A milestone of the global reach of the dub process was achieved with two compilations entitled Macro Dub Infection (1995/1996). These volumes, which came out at the same time that reggae reissue label Blood and Fire began to reissue classic ‘70s dub to a new audience, catalogued dozens of offshoots from the original reggae roots of dub. Wagon Christ’s deviant drum & bass coexisted with the industrial blast of Techno Animal, Tortoise’s post-rock and the stoned hip-hop of New Kingdom. Since then, dub and dub-inspired compilations continue to assemble worldwide variants in the images of the labels that release them: Quango releases dubby downtempo music, Tanty releases Jamaican style dub from across Europe and beyond, and much of Six Degrees’ roster from India to Algeria to Brazil features dub-inspired electronica. Dub had come a long way from home.

Dub’s legacy as a genre, as a process, and as an attitude continues to reach new fans around the world — but does this make a difference in the country of its origin? According to Moore, "The only person I really rate in Jamaica [as a dub mixer] is Steven Stanley, he’s the only one doing exciting or adventurous b-sides for singles. I’ve talked with him about it, he’s a big Tubby fan; he’s old enough to remember those days. But you talk to the younger engineers and there’s just not much awareness — it’s like their grandparents music.” Contemporary dancehall is not completely divorced from its dubby origins — one listen to Sizzla and the music of other "cultural” dancehall artists confirms that the dub vocabulary continues to be used in the music. Moreover, dub techniques continue to resound in left-of-centre dancehall producers the world over. The dub process of "transformation, subtraction, and experimentation,” as Deadbeat calls it, is still at the heart of the version industry of Kingston’s studios, albeit in a less psychedelic, more focused way.

While the initial impulses of dub may be consigned to history, contradicted by myriad recent developments, the creative spirit and sonic predilections of ‘70s Jamaica still hover over current day practitioners and fans. All those who approach the studio — or the computer — as an instrument in itself owe this special time in Jamaica’s music history a debt. In the 21st century, dub is still about creating version music; music that revels in its left turn from popular, finite forms into subjective, multi-layered flights of fancy.

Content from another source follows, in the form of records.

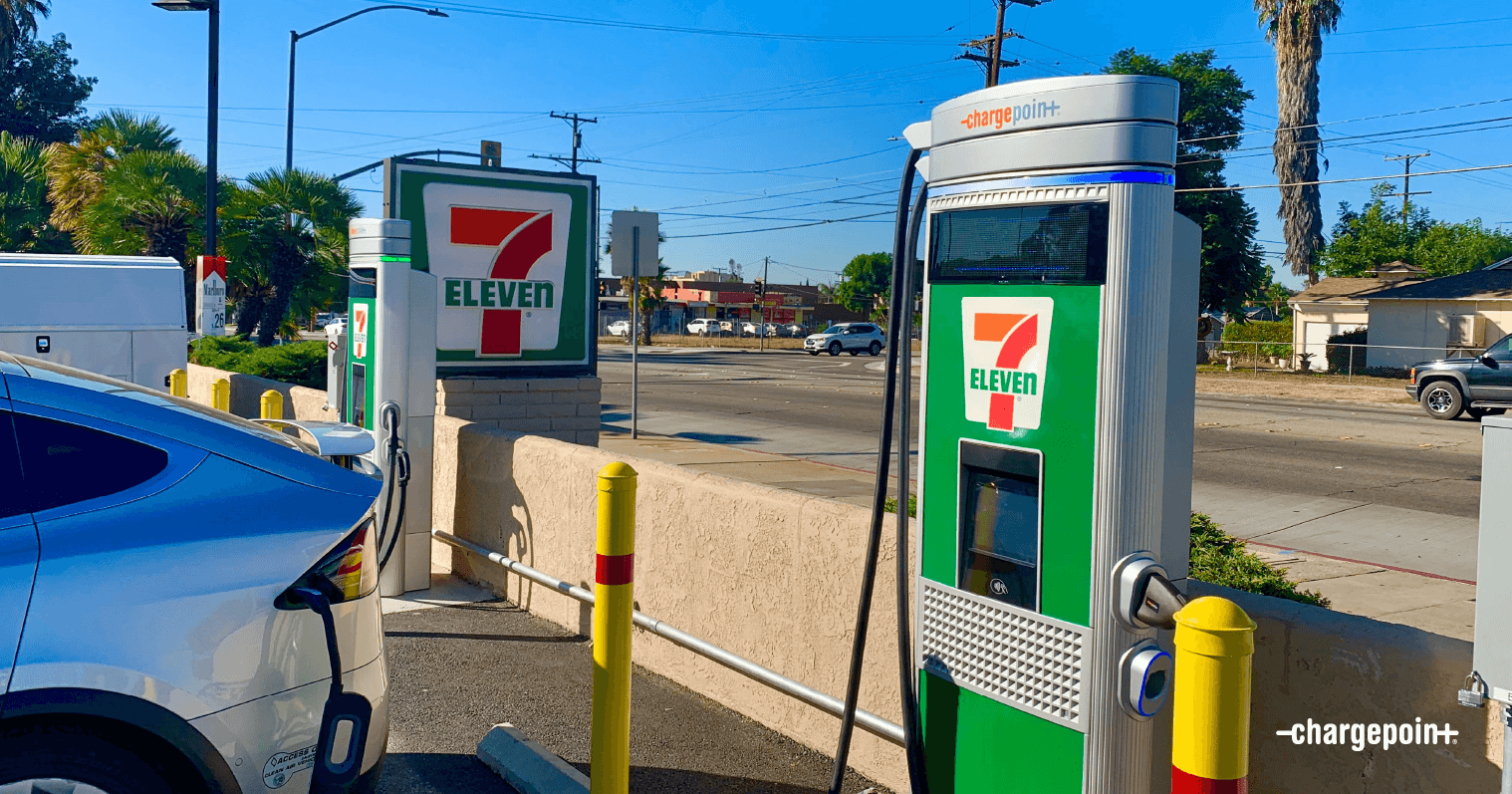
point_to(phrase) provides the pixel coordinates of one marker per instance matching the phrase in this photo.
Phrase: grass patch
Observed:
(890, 505)
(301, 364)
(1220, 558)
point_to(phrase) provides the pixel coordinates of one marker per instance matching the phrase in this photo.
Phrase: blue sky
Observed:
(779, 131)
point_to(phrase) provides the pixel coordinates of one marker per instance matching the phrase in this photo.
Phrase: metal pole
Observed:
(635, 330)
(831, 705)
(210, 178)
(294, 40)
(765, 285)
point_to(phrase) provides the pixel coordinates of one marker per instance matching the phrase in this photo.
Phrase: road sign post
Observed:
(633, 238)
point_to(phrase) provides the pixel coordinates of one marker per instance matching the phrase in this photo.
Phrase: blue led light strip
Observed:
(1100, 177)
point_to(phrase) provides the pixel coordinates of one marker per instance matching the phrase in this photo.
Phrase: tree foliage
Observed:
(23, 198)
(866, 283)
(279, 265)
(1378, 235)
(1211, 117)
(40, 94)
(18, 22)
(1296, 28)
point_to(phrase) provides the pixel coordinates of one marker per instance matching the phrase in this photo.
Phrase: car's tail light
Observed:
(347, 572)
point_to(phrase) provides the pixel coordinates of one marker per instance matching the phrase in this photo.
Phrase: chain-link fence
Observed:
(1322, 358)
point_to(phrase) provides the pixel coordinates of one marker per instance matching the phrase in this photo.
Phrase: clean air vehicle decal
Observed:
(501, 262)
(1004, 354)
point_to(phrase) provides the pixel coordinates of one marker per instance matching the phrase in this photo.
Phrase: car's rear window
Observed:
(128, 391)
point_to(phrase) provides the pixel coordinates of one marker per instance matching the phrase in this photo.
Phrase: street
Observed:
(1377, 483)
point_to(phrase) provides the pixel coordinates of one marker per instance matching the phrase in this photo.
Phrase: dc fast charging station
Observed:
(1056, 440)
(390, 389)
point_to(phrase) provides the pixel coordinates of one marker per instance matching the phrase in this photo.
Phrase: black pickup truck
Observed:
(1474, 386)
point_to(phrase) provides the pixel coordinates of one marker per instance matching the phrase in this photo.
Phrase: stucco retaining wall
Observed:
(773, 575)
(767, 574)
(247, 392)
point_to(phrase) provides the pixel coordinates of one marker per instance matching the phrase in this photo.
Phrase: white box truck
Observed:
(119, 317)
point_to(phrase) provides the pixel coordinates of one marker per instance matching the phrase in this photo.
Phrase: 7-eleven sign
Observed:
(1004, 351)
(499, 257)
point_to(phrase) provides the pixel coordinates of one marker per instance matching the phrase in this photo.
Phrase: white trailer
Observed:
(119, 317)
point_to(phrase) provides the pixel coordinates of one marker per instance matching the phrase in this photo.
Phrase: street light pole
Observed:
(213, 111)
(212, 180)
(294, 41)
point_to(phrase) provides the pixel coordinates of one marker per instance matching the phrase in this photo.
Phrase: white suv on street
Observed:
(705, 327)
(852, 338)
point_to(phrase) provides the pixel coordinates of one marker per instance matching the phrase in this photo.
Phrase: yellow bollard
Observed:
(221, 395)
(271, 405)
(1210, 723)
(610, 744)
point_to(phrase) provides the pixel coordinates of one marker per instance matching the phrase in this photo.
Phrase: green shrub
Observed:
(1220, 558)
(301, 364)
(1278, 333)
(1342, 359)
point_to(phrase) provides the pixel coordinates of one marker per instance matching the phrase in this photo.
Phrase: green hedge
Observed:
(301, 364)
(1261, 332)
(1339, 358)
(1220, 558)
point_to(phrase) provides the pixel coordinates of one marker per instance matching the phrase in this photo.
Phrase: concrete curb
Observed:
(527, 765)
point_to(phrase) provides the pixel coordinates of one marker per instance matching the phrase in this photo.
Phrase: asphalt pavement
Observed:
(1371, 483)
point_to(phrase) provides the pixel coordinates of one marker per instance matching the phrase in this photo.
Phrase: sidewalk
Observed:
(1391, 593)
(461, 662)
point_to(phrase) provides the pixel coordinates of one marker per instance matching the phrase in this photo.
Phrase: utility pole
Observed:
(994, 43)
(1406, 183)
(989, 44)
(765, 285)
(577, 140)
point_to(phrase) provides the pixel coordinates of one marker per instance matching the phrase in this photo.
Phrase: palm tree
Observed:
(18, 20)
(279, 263)
(23, 197)
(1296, 29)
(148, 203)
(78, 171)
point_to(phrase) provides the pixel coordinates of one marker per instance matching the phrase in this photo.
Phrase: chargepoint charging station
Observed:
(1060, 291)
(390, 389)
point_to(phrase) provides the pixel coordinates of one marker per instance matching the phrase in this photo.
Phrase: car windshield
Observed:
(128, 391)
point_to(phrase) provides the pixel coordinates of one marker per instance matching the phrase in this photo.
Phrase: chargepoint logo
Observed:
(501, 260)
(1361, 735)
(1006, 342)
(1010, 116)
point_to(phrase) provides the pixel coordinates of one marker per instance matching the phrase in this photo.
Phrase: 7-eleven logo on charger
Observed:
(1006, 342)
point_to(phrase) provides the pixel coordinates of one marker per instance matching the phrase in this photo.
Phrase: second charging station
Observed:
(1056, 442)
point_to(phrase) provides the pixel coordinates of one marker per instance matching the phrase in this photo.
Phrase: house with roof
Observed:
(1336, 306)
(1455, 315)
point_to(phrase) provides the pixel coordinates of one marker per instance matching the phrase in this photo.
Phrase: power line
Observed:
(516, 14)
(1339, 180)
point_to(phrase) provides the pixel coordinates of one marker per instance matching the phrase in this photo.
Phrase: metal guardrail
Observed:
(831, 705)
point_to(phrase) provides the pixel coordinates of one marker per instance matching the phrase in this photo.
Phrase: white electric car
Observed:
(172, 581)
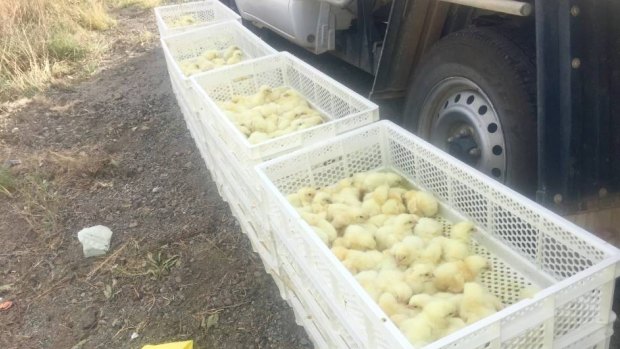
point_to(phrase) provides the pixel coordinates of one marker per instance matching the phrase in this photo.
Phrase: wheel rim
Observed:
(459, 118)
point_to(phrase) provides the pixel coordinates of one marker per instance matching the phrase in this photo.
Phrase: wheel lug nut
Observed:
(475, 152)
(464, 132)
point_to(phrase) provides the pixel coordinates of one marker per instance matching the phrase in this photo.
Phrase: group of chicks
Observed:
(270, 113)
(211, 59)
(182, 21)
(386, 235)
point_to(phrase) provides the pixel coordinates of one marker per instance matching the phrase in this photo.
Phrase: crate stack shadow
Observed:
(525, 243)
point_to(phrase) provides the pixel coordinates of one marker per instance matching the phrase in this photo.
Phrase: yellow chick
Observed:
(393, 281)
(258, 137)
(393, 207)
(210, 54)
(394, 230)
(422, 203)
(320, 202)
(236, 57)
(454, 250)
(340, 252)
(477, 303)
(433, 252)
(303, 197)
(390, 305)
(368, 280)
(359, 237)
(427, 228)
(419, 277)
(378, 220)
(343, 215)
(407, 251)
(462, 231)
(356, 261)
(396, 193)
(347, 196)
(230, 51)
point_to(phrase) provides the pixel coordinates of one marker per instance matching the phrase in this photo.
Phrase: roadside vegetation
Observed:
(44, 41)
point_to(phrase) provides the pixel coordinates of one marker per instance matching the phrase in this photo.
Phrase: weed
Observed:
(7, 182)
(160, 265)
(140, 3)
(64, 46)
(36, 34)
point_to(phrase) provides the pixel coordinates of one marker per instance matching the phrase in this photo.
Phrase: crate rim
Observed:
(608, 248)
(207, 30)
(229, 12)
(286, 55)
(612, 258)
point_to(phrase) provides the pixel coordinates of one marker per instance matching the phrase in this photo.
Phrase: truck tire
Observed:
(474, 96)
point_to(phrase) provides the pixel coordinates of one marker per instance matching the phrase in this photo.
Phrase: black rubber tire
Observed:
(506, 73)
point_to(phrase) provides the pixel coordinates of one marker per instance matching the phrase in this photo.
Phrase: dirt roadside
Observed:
(114, 150)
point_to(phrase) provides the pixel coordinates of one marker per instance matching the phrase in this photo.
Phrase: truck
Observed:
(527, 92)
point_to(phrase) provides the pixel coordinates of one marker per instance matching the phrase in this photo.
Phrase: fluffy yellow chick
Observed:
(391, 306)
(359, 237)
(379, 219)
(407, 251)
(343, 215)
(433, 252)
(347, 196)
(320, 202)
(462, 231)
(356, 261)
(258, 137)
(394, 230)
(427, 228)
(230, 51)
(393, 207)
(182, 21)
(417, 331)
(210, 54)
(321, 227)
(422, 203)
(419, 276)
(393, 281)
(340, 252)
(477, 303)
(368, 280)
(236, 57)
(454, 250)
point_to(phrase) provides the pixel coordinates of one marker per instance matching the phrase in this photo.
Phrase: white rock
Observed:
(95, 240)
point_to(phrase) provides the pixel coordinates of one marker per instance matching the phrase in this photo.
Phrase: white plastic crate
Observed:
(525, 243)
(193, 43)
(344, 109)
(205, 13)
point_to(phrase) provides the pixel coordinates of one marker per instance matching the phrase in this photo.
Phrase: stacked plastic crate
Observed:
(526, 244)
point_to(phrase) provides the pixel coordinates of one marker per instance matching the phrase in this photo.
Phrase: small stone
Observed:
(95, 240)
(88, 318)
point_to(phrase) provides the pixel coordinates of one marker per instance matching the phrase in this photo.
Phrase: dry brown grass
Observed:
(40, 38)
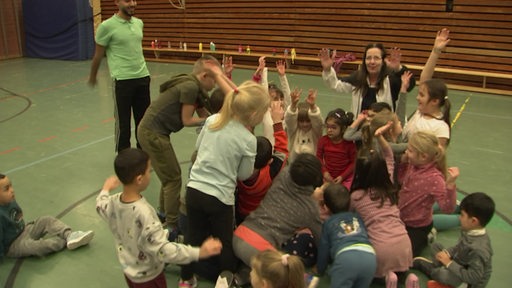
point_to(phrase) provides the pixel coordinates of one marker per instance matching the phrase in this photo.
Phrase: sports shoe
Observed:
(423, 264)
(79, 238)
(412, 281)
(432, 235)
(226, 279)
(435, 284)
(192, 283)
(311, 280)
(173, 234)
(391, 280)
(161, 216)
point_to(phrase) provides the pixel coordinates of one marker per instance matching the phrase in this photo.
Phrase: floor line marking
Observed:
(58, 154)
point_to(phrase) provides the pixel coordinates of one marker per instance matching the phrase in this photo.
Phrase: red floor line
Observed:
(10, 150)
(46, 139)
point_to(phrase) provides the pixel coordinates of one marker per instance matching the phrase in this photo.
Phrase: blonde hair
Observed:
(247, 105)
(199, 66)
(280, 270)
(428, 144)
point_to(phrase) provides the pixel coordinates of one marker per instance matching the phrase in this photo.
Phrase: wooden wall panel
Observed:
(481, 30)
(11, 29)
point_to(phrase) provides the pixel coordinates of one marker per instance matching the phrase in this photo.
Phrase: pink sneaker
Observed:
(435, 284)
(412, 281)
(192, 283)
(391, 280)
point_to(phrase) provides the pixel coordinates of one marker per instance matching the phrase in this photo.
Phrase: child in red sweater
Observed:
(336, 154)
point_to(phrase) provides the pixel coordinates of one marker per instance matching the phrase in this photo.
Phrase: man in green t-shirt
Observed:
(120, 37)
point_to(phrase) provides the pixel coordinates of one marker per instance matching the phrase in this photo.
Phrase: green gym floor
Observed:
(57, 147)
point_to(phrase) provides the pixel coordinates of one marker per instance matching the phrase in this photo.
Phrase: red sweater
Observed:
(252, 191)
(337, 158)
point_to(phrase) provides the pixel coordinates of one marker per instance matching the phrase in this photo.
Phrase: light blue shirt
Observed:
(223, 156)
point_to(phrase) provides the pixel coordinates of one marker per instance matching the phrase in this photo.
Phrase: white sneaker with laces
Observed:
(79, 238)
(192, 283)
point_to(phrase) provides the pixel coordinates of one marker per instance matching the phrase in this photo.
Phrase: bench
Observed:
(311, 66)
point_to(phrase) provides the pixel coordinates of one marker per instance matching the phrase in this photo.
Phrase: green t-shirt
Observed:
(122, 40)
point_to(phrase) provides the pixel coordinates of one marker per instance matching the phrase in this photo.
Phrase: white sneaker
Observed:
(432, 235)
(79, 238)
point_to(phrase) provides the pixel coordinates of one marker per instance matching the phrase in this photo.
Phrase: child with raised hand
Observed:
(272, 269)
(433, 112)
(141, 242)
(287, 207)
(345, 242)
(269, 162)
(275, 93)
(226, 152)
(303, 122)
(424, 180)
(470, 260)
(375, 198)
(44, 235)
(337, 155)
(180, 98)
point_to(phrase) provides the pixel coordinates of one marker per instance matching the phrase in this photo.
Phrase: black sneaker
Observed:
(423, 264)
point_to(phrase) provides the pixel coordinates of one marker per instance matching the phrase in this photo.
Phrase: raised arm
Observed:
(442, 39)
(285, 87)
(402, 97)
(95, 65)
(257, 76)
(326, 59)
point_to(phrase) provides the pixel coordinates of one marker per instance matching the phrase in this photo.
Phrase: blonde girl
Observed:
(272, 269)
(433, 112)
(226, 152)
(424, 181)
(303, 122)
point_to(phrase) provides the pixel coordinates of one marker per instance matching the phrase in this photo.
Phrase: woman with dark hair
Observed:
(377, 80)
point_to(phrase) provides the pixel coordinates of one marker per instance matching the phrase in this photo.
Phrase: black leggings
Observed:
(207, 216)
(419, 238)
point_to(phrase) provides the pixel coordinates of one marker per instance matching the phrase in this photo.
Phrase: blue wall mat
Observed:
(58, 29)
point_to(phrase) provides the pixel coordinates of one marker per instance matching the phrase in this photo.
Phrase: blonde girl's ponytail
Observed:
(247, 104)
(428, 144)
(280, 270)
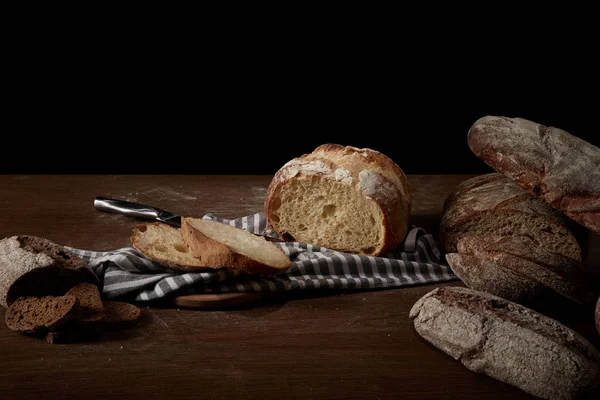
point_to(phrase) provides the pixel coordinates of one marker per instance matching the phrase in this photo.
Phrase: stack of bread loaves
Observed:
(518, 236)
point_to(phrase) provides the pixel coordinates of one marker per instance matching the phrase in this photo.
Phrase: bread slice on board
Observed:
(342, 198)
(493, 205)
(508, 342)
(222, 245)
(33, 266)
(164, 244)
(34, 315)
(553, 165)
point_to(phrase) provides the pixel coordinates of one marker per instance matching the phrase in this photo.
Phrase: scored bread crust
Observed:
(508, 342)
(553, 165)
(217, 255)
(370, 172)
(496, 194)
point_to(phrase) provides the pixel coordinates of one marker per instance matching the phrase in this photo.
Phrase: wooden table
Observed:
(348, 345)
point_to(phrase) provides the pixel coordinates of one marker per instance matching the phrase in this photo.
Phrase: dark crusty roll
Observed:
(553, 165)
(493, 205)
(508, 342)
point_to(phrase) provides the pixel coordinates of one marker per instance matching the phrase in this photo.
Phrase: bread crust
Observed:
(515, 269)
(508, 342)
(216, 255)
(553, 165)
(33, 266)
(372, 173)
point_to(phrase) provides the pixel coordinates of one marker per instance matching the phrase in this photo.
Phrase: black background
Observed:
(129, 114)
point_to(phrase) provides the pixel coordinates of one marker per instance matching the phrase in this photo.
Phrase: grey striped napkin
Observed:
(126, 273)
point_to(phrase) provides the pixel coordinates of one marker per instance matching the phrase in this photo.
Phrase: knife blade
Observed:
(136, 210)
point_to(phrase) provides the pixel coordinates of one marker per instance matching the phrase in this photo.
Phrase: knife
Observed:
(136, 210)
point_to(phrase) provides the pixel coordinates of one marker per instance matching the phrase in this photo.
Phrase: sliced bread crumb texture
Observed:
(119, 315)
(40, 315)
(164, 244)
(221, 245)
(89, 308)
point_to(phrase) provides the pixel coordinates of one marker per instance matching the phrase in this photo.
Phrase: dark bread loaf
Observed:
(493, 205)
(508, 342)
(89, 308)
(33, 315)
(551, 164)
(32, 266)
(598, 316)
(516, 269)
(119, 315)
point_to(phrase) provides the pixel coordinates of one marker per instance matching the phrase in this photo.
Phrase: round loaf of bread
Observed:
(342, 198)
(33, 266)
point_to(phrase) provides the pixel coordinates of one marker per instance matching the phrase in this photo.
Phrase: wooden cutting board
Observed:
(219, 301)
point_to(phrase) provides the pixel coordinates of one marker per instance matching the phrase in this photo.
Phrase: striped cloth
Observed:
(127, 274)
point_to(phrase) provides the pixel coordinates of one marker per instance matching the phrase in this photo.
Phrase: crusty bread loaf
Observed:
(598, 316)
(493, 205)
(35, 315)
(220, 245)
(516, 269)
(164, 244)
(343, 198)
(553, 165)
(32, 266)
(508, 342)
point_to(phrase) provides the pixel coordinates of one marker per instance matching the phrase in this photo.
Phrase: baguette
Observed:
(220, 245)
(553, 165)
(33, 266)
(508, 342)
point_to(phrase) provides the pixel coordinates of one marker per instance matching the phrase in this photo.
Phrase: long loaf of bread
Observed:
(508, 342)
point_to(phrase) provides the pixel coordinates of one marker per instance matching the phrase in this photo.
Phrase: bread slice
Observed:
(89, 308)
(221, 245)
(164, 244)
(508, 342)
(119, 315)
(493, 205)
(343, 198)
(33, 266)
(553, 165)
(34, 315)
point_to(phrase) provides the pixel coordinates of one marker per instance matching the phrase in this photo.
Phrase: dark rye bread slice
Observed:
(119, 315)
(553, 165)
(89, 308)
(33, 266)
(508, 342)
(33, 315)
(494, 205)
(516, 269)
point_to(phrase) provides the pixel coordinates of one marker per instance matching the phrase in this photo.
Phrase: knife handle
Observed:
(127, 208)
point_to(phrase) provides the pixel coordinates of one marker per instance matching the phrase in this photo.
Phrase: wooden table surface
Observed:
(346, 345)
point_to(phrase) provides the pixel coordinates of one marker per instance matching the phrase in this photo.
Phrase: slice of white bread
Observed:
(221, 245)
(164, 244)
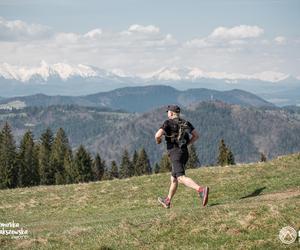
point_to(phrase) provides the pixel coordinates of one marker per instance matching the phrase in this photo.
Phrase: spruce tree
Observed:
(222, 157)
(126, 166)
(107, 174)
(114, 172)
(156, 168)
(59, 148)
(98, 168)
(28, 173)
(225, 156)
(83, 165)
(230, 157)
(165, 164)
(71, 171)
(8, 167)
(135, 158)
(143, 164)
(193, 161)
(46, 169)
(263, 157)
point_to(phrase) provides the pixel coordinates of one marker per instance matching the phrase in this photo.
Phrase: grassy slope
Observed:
(124, 214)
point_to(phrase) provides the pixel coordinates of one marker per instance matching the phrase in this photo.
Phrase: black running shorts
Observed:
(179, 158)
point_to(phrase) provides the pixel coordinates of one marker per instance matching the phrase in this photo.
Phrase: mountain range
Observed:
(77, 80)
(248, 131)
(140, 99)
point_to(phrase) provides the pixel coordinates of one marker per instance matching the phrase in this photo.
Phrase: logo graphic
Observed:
(287, 235)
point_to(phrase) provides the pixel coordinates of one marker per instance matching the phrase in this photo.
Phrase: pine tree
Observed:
(71, 171)
(226, 156)
(126, 169)
(59, 148)
(143, 164)
(135, 158)
(114, 172)
(263, 157)
(28, 174)
(165, 164)
(8, 168)
(193, 161)
(107, 174)
(46, 170)
(98, 168)
(156, 168)
(230, 157)
(83, 165)
(222, 158)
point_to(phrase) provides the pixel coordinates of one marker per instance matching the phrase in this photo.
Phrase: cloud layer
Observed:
(142, 49)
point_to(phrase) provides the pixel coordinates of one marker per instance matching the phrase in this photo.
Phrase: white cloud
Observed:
(93, 34)
(142, 49)
(18, 30)
(150, 29)
(280, 40)
(237, 32)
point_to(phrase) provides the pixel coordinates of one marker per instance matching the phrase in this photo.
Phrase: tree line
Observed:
(51, 161)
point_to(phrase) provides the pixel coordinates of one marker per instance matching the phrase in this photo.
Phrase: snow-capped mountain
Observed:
(58, 70)
(193, 74)
(67, 79)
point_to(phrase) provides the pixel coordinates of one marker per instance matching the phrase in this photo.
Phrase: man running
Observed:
(177, 133)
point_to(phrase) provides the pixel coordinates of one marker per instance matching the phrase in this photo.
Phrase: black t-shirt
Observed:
(171, 127)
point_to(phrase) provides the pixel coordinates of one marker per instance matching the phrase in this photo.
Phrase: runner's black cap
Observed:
(173, 108)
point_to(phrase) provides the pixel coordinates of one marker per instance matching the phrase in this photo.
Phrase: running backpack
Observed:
(181, 136)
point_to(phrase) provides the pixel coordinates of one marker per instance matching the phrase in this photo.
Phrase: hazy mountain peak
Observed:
(45, 71)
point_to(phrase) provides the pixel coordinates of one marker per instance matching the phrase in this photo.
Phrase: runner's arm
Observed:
(195, 136)
(158, 135)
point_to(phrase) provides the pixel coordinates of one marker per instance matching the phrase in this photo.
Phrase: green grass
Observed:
(124, 214)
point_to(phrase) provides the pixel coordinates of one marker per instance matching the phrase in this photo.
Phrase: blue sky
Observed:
(139, 37)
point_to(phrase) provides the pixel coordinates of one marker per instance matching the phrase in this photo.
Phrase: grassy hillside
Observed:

Version Xcursion: Aram Scaram and Sassa'le
Based in Toronto, these purveyors of "nu-dub” host their eponymous radio show and a long-running residency called "Dub and Beyond.” Large doses of house, hip-hop and R&B create vocal tunes with dub vibes in the tradition of Bristol producers and Americans such as Thievery Corporation. What's new: Kicking Rocks EP feat. Ammoye (VX)

DJ Cyrus
Hailing from Croydon, South London, this member of the Random Trio comes from the area that produced dubstep luminary Skream. His is a minimal sound, featuring multi-textured, all-consuming bass best heard over a tower of speakers. What's new: From The Shadows (Tectonic)

Deadbeat
Ex-Montrealer currently living in Germany. Four albums into his career, his use of massed, contrasting delays recalls a more precise Lee "Scratch” Perry within the entirely digital realms pioneered by the tech dub of Rhythm and Sound and Pole. His latest album is something of a fusion of dancehall rhythms and dubscapes. What's new: Journeyman's Annual (Scape)

Twilight Circus Dub Sound System
One-man dub machine and owner of the M Records label (over three dozen releases in ten years), Ryan Moore hails from Vancouver but lives in Holland. Since Exclaim! put him on our cover in 1999, he has perfected his neo-‘70s dub vocabulary and worked with legendary vocalists Michael Rose, Cornell Campbell, Luciano and more to create nu-roots classics. What's new: The Dub Project 2, Michael Rose Warrior Dub, Twilight Circus Presents Cultural Roots Showcase (all M Records).